I finally got myself a shingling Aroid to add to my growing collection. Rhaphidophora Hayi! I won an auction on Ebay and recieved enough to allow me to try a few different ways of propagating and growing it. So that is exciting.
A profile on
This glossy shingler is very popular and on trend at the moment. It is actually an Aussie native! This was an exciting fact to discover for this Aussie collector.
It is found in northern Queensland and also in New Guinea. So, we can’t claim it entirely, but I think we can feel proud of this one! I was especially suprised because this plant is often described as being from asian countries, but it’s not.
Here in Australia, it grows in lush, very wet lowland rain forest. This gives a good indication of the type of environment we need to provide this plant for it to grow. Predominately it needs warmth, moisture and humidity.
Hayi shingles it’s way up anything it can climb. Its leaves grow to 5 inches long, while like mine, most people start with leaves as small as a few cm.
This is a truly fantastic plant that is tough and grows well. Its a good first time shingler and just like discovering any other new way of growing our plants, one is never enough. Ive actually just bought a Monstera Dubia while writting this. Oops, my bad. Lol. 🤫
Origin: 🇦🇺 North East Queensland, Australia and New Guinea.
And an image with PNG included, we can’t claim all of it.
Terrestrial or Epiphytic: Epiphytic, once it reaches something to climb.
Size: Hayi has a stem that grows close to it’s supporting tree or support. It does not exceed a diameter of 2 cm. The leaf blades grow up to 20cm and with a small peteole up to 2.5cm long.

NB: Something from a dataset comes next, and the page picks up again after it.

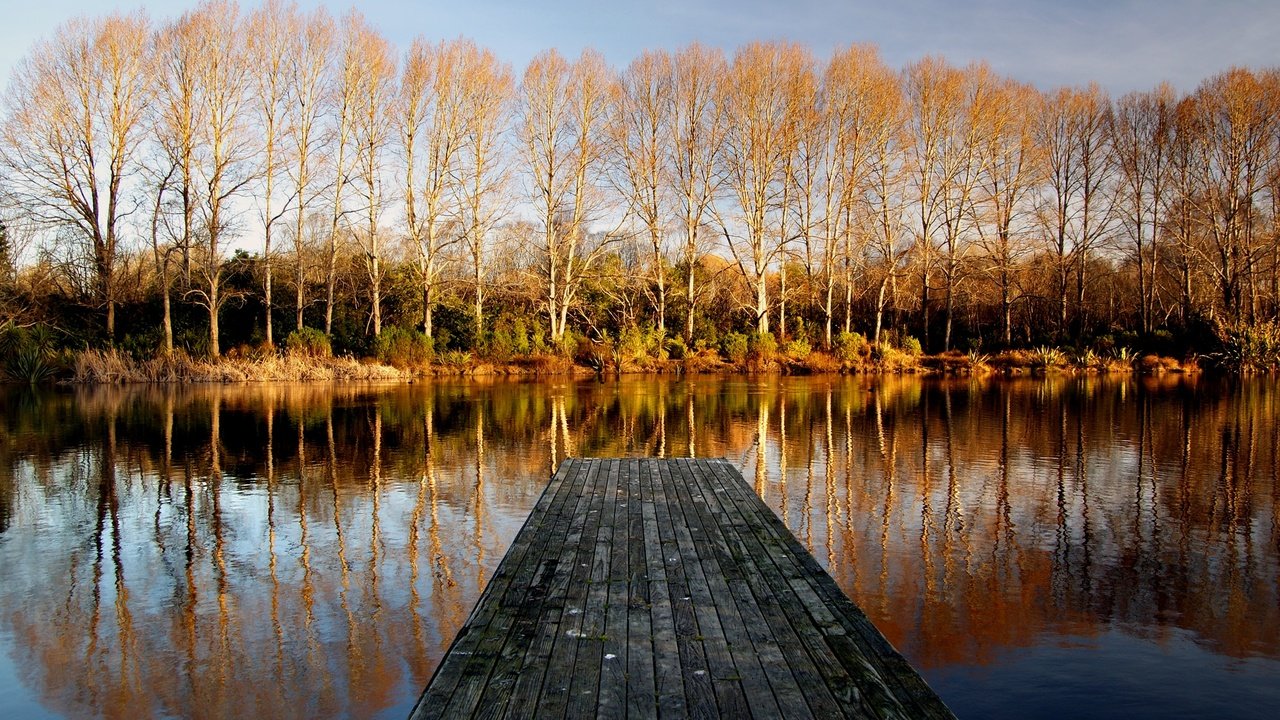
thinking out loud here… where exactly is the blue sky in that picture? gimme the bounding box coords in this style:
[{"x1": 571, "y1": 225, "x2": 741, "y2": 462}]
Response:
[{"x1": 2, "y1": 0, "x2": 1276, "y2": 95}]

Light: Bright indirect light.
Water: Allow top inch of soil to dry between watering. Misting every few days is also a must if the plant is being grown on a moss board.
Temperature: 12-26c is ideal.
Humidity: Loves Humidity. 70% and above is best. This plant is evolved to live in a warm and humid climate. I have seen posts on social media where Hayi has not grown or propagated due to lack of humidity. Growing in a dome, greenhouse or fish tank are all good options for keeping Hayi in non tropical climates.
Soil: Grows well in a lighter, airy soil. An Aroid Mix is best. Heavier soils will hold water and make the plant prone to root rot.
Many people also grow R. Hayi in just Sphagnum Moss. Moss can also be attached to the length of a board, allowing the plant to attach and shingle along the moss board. This also eliminates the need for a pot of medium and allows the plant to be hung. A good option if you lack space.
You can see in the pic below, Shingling plants on Moss Boards. These belong to Jimmy from Legends Of Monstera. He hangs his on the side of his fridge. The link on his name takes you to a video on how he cares for his shingles, including Hayi. It’s well worth watching.
Fertiliser: Weakly, Weekly! Small amounts on a weekly basis. I use a combo of slow release fertiliser and a plant food/seaweed liquid feed at quarter strength on a weekly basis. Back off in colder months when the plant is not growing.
Propagation: Stem cuttings are the general form of propagation. The most common way to propagate a cutting is to place it in a container of damp moss with the cutting laying across the top. Covering some of the nodes can encorage growth as well. To keep the cutting happy, keep the container shut, in a warm spot with good light and mist every few days.
Once the cutting sends new shoots out, is when it is time to plant the cutting and train the new shoots onto a support structure.
There are different ways to propagate R. Hayi. Below, I have it in a pot of Coconut Coir with about an inch of cutting burried and the rest taped to a bark covered log. Thus far, it is doing well with a new shoot already growing after just 2 weeks.
It is essential that the tape is firmly holding the leaves and stem directly onto the bark and that it is kept moist while the roots attach. Humidity is also key to growth and encouraging the plant to attach and shingle. My cuttings are all growing in my greenhouse where humidity rarely drops below 65%.
Flower: Small apricot coloured flowers.
Extra Info: Freshly cut stems emit an odour resembling that of fish….apparently!